It is the tendency to think that people in the past were dumb, and we aren't. Like, there always has to be some explanation involved when we learn that people did something unintuitive in the past -- people learned how to make beer by accidentally leaving leftover bread in liquid and then drank it when they were starving. Maybe? Or maybe they figured out that things ferment and played with it until it worked, like we would have done it? Why does it always have to be an accident?
People may have had less access to information and technology, but that didn't make them any dumber than we are now.
There's probably an aspect to people confusing "knowledge" with "brainpower". People in the past were just as good at figuring stuff out as we are today.
We have the advantage of Millenia of stuff figured out and documented. So we know on average more about how the universe works than people in the distant past.
I seriously doubt that. My experience in college was not to learn facts and formulae, but to learn how to learn. I.e. training the mind.
It's similar to athletes. The worst Olympic athlete today would blow away the best from a century ago. That's not because people are inherently stronger today, but because we know how to train much better.
If you took the athletes today without their support team and sent them back in time two years before an Olympics event to compete on their own, I don't think it would be as big of a blowout as you suggest.
I also don’t think that brainpower/learning ability correspond as directly to training regimen as physical ability. We also don’t have as clear of an idea for what the “best” ways to increase learning ability are as for fitness. And of course our methods to quantify intelligence are much less objective than for fitness - partly because we separate fitness ability into different domains in a way that we tend not to for intelligence.
I suspect it is because the thought of what might be possible just never entered their minds.
For example, Edison invented the idea of the invention development laboratory. Very, very recently. The Wright Bros were the first to come up with the idea of a research and development laboratory - just over a century ago.
The scientists that existed before the industrial age in the West were upper class, bored and educated men who did it for their own amusement.
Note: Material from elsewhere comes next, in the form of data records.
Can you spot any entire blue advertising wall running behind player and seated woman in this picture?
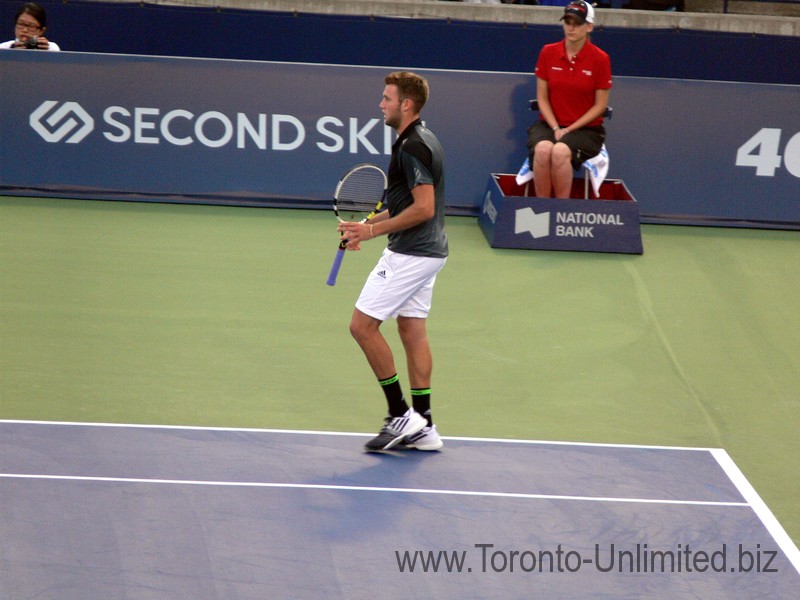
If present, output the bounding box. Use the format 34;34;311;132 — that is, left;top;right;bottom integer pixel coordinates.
0;52;800;229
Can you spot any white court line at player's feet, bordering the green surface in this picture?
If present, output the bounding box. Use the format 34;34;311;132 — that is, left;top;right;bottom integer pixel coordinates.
0;419;713;452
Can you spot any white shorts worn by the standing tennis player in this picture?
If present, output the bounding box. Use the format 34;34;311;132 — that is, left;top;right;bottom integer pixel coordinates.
356;248;447;321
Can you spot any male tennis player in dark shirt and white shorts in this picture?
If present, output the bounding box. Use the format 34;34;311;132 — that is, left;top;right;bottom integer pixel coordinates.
339;71;448;452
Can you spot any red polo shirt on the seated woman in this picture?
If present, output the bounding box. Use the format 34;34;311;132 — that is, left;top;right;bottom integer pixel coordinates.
536;40;611;127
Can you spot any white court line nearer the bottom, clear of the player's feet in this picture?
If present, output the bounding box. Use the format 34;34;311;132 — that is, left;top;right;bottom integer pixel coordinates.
0;473;749;508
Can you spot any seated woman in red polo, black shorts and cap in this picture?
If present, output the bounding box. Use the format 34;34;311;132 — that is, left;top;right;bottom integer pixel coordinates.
527;0;611;198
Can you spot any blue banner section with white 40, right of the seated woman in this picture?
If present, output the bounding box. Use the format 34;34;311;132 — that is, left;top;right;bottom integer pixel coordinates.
607;77;800;229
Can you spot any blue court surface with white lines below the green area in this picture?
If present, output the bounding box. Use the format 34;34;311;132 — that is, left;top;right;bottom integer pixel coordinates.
0;421;800;600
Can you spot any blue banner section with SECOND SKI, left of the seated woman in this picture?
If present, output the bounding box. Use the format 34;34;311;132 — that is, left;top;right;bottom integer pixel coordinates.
0;52;530;213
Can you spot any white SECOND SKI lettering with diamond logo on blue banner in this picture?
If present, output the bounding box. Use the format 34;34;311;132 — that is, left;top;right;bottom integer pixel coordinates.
29;100;394;155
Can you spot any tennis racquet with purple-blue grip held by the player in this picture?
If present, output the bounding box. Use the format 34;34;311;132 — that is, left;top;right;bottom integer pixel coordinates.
326;163;388;285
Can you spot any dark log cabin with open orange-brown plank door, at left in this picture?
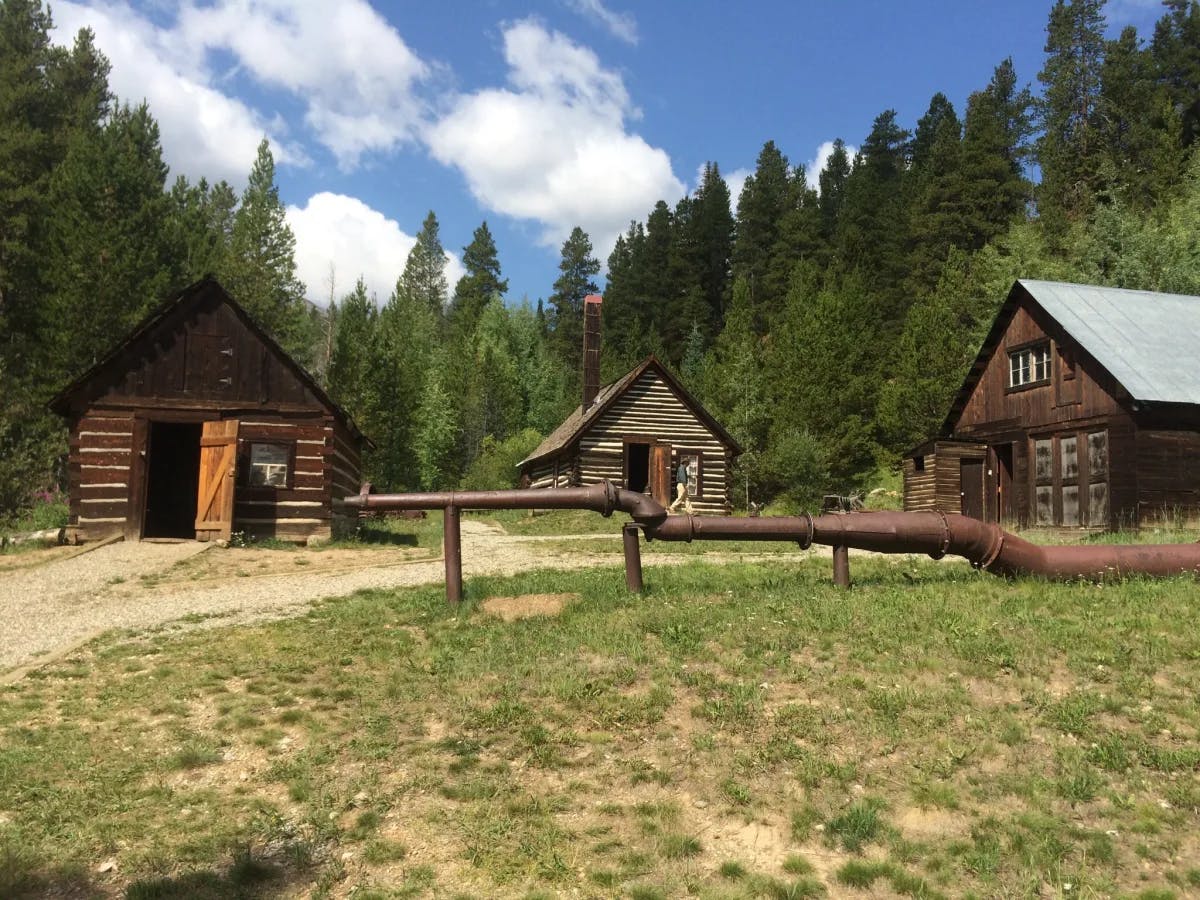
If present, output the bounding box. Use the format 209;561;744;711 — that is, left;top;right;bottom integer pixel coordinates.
50;278;365;541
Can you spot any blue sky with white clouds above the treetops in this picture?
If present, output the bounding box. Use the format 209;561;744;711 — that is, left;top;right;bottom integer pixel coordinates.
52;0;1162;302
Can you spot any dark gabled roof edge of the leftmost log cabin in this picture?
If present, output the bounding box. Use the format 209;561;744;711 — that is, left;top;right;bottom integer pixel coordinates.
48;276;370;443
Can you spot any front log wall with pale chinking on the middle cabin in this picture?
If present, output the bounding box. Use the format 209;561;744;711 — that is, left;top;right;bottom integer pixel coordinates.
572;370;730;515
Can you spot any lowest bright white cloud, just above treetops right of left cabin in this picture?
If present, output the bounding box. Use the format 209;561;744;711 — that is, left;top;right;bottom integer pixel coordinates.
287;191;463;306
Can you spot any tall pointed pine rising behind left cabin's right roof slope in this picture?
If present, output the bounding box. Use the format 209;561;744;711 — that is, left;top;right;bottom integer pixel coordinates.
221;138;317;365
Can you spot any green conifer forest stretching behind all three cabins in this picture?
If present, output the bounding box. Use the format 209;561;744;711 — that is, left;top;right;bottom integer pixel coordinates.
0;0;1200;514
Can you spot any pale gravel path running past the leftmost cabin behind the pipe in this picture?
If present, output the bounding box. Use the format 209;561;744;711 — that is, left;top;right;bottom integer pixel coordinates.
0;520;648;683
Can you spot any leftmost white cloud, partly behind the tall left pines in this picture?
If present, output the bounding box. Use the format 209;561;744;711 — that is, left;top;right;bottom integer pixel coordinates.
54;0;306;184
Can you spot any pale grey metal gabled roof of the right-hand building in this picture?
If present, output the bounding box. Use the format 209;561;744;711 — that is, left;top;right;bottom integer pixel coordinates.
943;278;1200;431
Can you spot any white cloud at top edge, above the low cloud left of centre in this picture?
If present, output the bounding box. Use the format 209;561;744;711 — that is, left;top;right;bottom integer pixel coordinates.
176;0;431;169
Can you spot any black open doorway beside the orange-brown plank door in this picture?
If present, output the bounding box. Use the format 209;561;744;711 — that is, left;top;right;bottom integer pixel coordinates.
142;422;200;538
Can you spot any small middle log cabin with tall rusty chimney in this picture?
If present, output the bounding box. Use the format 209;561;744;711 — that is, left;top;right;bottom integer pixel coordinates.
517;294;742;515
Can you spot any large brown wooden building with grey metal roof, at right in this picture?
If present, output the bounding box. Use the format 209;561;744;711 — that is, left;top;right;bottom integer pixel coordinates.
904;281;1200;530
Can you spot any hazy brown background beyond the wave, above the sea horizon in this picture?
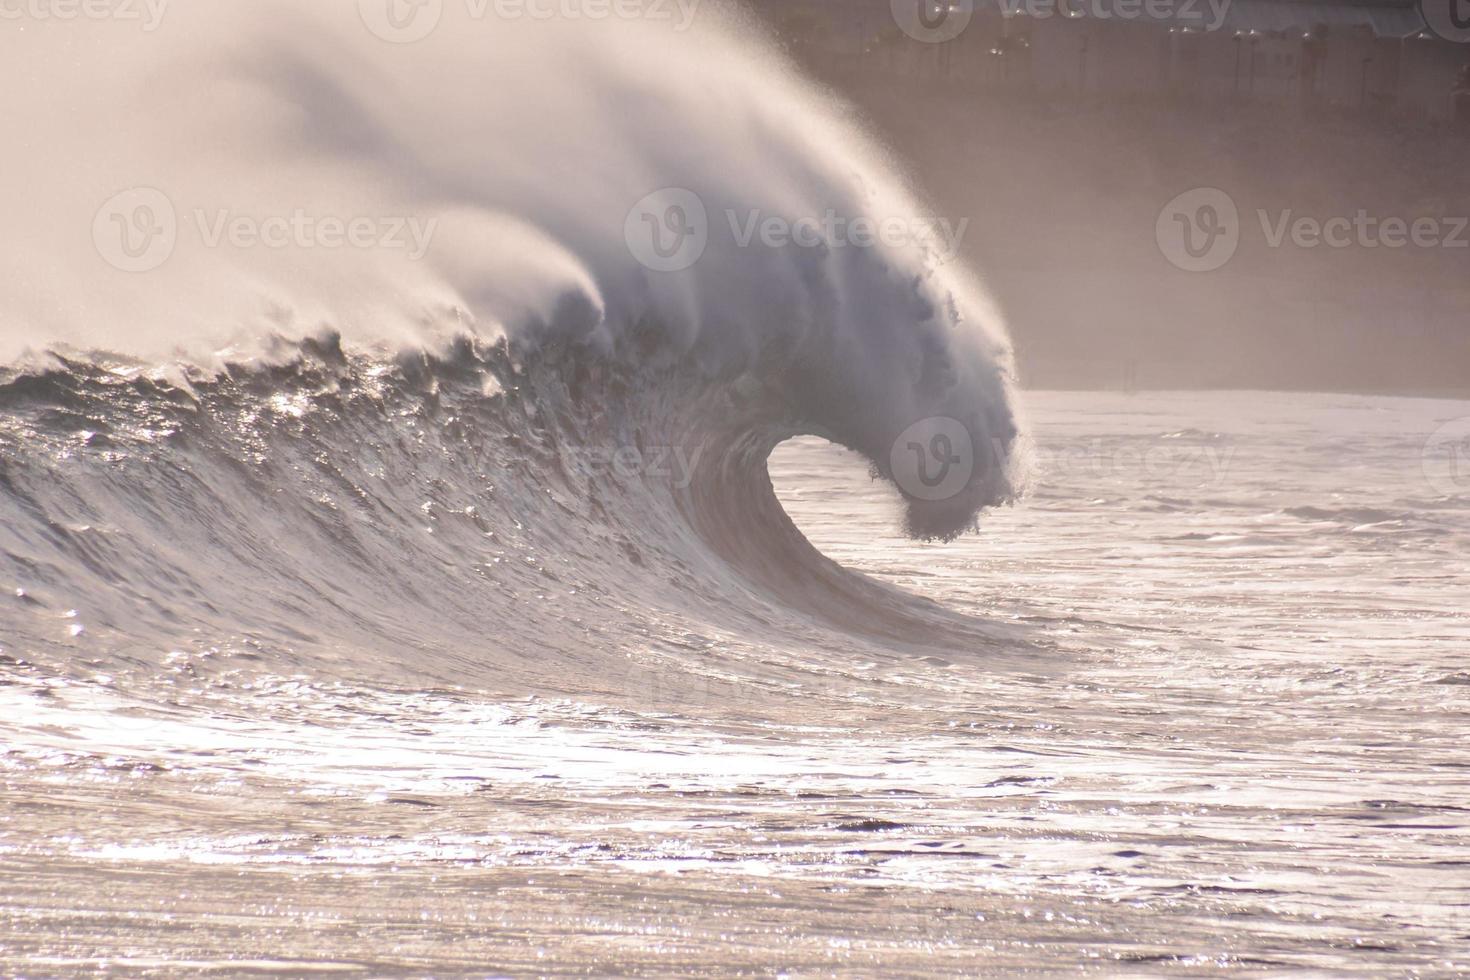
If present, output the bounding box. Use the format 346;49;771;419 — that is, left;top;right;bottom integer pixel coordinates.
754;0;1470;394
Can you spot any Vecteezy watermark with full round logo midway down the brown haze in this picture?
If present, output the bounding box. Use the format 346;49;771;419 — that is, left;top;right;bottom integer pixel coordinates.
1154;187;1470;272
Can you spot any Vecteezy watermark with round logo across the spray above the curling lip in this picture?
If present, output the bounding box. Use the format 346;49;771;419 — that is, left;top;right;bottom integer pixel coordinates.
623;188;970;272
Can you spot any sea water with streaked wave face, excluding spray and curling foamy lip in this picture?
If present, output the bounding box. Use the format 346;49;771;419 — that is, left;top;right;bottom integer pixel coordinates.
0;382;1470;977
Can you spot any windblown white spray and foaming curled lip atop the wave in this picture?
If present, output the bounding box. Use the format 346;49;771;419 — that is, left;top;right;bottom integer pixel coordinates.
0;0;1019;551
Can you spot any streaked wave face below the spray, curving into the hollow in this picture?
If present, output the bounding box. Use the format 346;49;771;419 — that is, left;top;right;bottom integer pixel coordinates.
0;334;1014;696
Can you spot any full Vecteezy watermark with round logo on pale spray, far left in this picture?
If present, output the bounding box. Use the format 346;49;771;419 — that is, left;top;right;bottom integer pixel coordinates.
93;187;438;272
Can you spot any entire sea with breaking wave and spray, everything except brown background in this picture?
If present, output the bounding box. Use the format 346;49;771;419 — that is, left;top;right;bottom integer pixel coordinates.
0;0;1470;976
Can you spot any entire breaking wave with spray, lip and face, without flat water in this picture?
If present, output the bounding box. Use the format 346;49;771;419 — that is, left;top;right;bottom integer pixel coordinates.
0;3;1022;688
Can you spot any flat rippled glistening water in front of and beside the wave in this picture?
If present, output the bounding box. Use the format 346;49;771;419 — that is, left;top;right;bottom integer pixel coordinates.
0;392;1470;976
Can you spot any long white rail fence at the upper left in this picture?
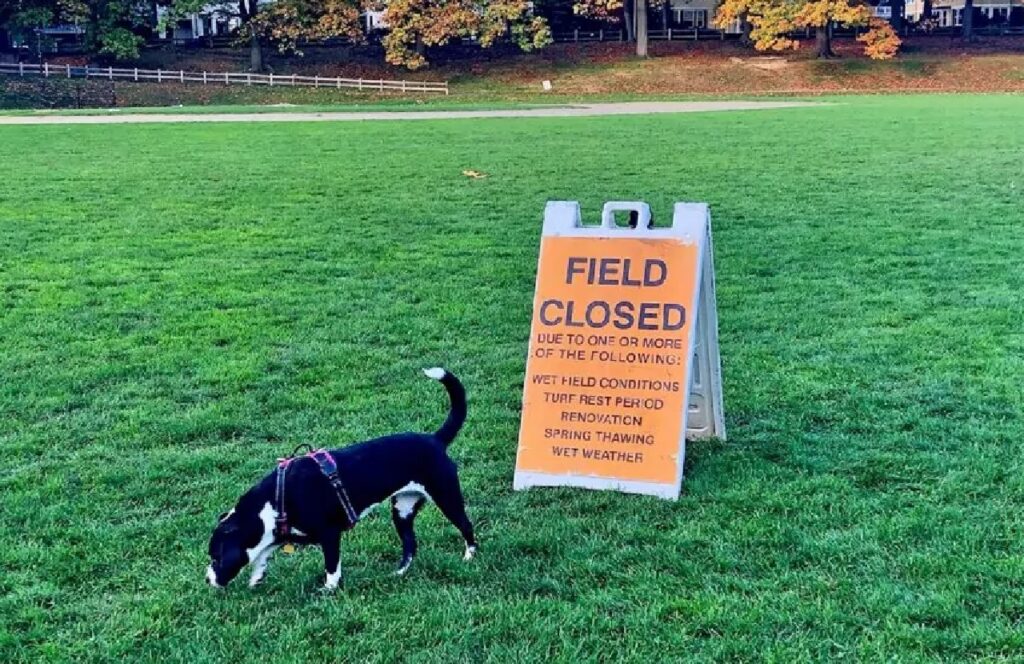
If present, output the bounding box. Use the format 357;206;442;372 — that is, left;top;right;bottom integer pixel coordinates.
0;63;449;94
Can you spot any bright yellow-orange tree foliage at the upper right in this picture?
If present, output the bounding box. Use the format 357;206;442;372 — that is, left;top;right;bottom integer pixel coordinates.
715;0;901;59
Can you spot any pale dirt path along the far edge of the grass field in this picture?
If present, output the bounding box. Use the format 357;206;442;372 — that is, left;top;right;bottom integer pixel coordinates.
0;101;819;125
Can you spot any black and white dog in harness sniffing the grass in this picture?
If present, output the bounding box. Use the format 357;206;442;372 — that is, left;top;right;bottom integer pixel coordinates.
206;369;476;590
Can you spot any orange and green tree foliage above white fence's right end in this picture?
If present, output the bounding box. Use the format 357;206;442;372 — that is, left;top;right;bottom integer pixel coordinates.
380;0;551;69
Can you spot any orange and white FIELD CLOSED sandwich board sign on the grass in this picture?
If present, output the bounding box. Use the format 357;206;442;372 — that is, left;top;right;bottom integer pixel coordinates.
514;201;725;499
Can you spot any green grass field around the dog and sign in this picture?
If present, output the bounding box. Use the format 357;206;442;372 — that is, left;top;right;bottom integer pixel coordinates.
0;96;1024;662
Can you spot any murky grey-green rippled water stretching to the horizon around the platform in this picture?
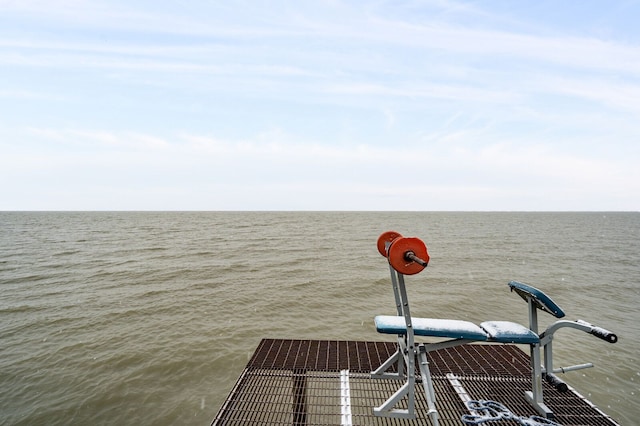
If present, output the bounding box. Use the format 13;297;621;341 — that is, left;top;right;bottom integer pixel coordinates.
0;212;640;425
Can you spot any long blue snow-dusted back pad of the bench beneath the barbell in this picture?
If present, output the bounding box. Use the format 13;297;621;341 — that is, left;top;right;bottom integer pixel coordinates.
375;315;488;341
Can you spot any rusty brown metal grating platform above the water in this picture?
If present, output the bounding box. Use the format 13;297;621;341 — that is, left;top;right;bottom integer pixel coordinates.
212;339;617;426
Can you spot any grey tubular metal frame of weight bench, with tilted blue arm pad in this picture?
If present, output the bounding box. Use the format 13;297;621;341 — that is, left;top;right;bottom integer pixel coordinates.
371;265;617;426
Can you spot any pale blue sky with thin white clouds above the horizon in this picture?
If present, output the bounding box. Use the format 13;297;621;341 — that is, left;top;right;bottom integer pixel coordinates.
0;0;640;211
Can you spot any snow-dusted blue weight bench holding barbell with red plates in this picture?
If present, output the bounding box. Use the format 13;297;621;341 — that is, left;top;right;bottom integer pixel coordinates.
371;231;618;426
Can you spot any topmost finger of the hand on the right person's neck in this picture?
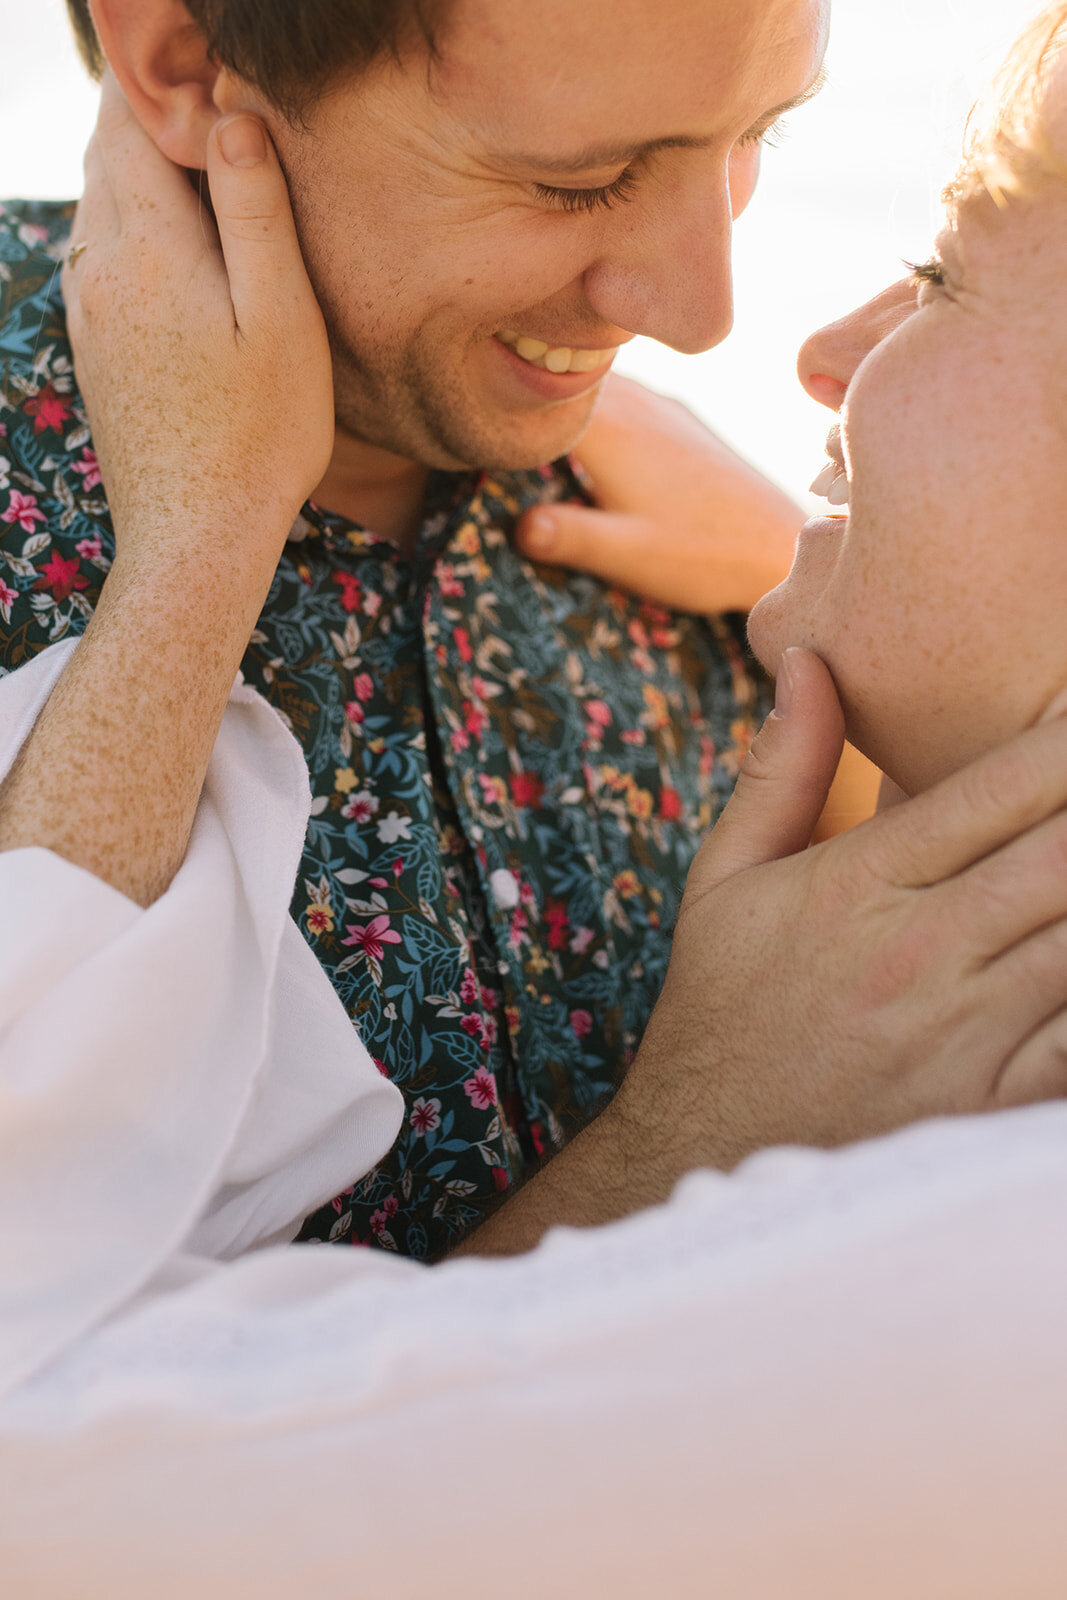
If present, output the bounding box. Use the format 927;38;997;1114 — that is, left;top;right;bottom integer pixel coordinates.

It wasn't until the abandonment of the economic system which worked on the assumption that international economics was zero sum and capitalism (and imperialism) took hold that the incentive structure for creating novel technologies could exist.
This is all recollection based on various histories I have consumed and may not be entirely correct, but I'm pretty sure the idea is solid.
That is partially true. There is no incentive, for example, for slaves to make any improvements. I cannot think of any technology developed by slaves. That meant the few people in power were not enough to think of much new stuff.
You could say free markets were the greatest invention, because it incentivized everyone to be a creator.
The evolution of guns is an interesting topic. So is the evolution of sailing ships. The latter occurred over thousands of years. Very very slow!
You might want to investigate James Burke's "Connections" book and series. It's an entertaining overview of the history of invention.
Going back further, the Islamic world had a lot of science going on which is often ignored or omitted by the western world when it comes to discussing the origins of science: https://en.wikipedia.org/wiki/Science_in_the_medieval_Islami...
Because that's a surprisingly common way for things to be discovered.
Saccharine? Somebody working in a lab didn't clean their hands well, licked their fingers, and discovered it was sweet.
Aspartame? Somebody working in a lab didn't clean their hands well, licked their fingers, and discovered it was sweet.
I think this is true of basically every major artificial sweetener except invert sugar.
...but now I'm starting to wonder how many people working in a lab didn't clean their hands well, licked their fingers, and died, because they had accidentally discovered a toxin?
They figured it out through reasoning and trial and error and raw experience, while for us it's apparently impossible to learn anything we don't already know the answer for.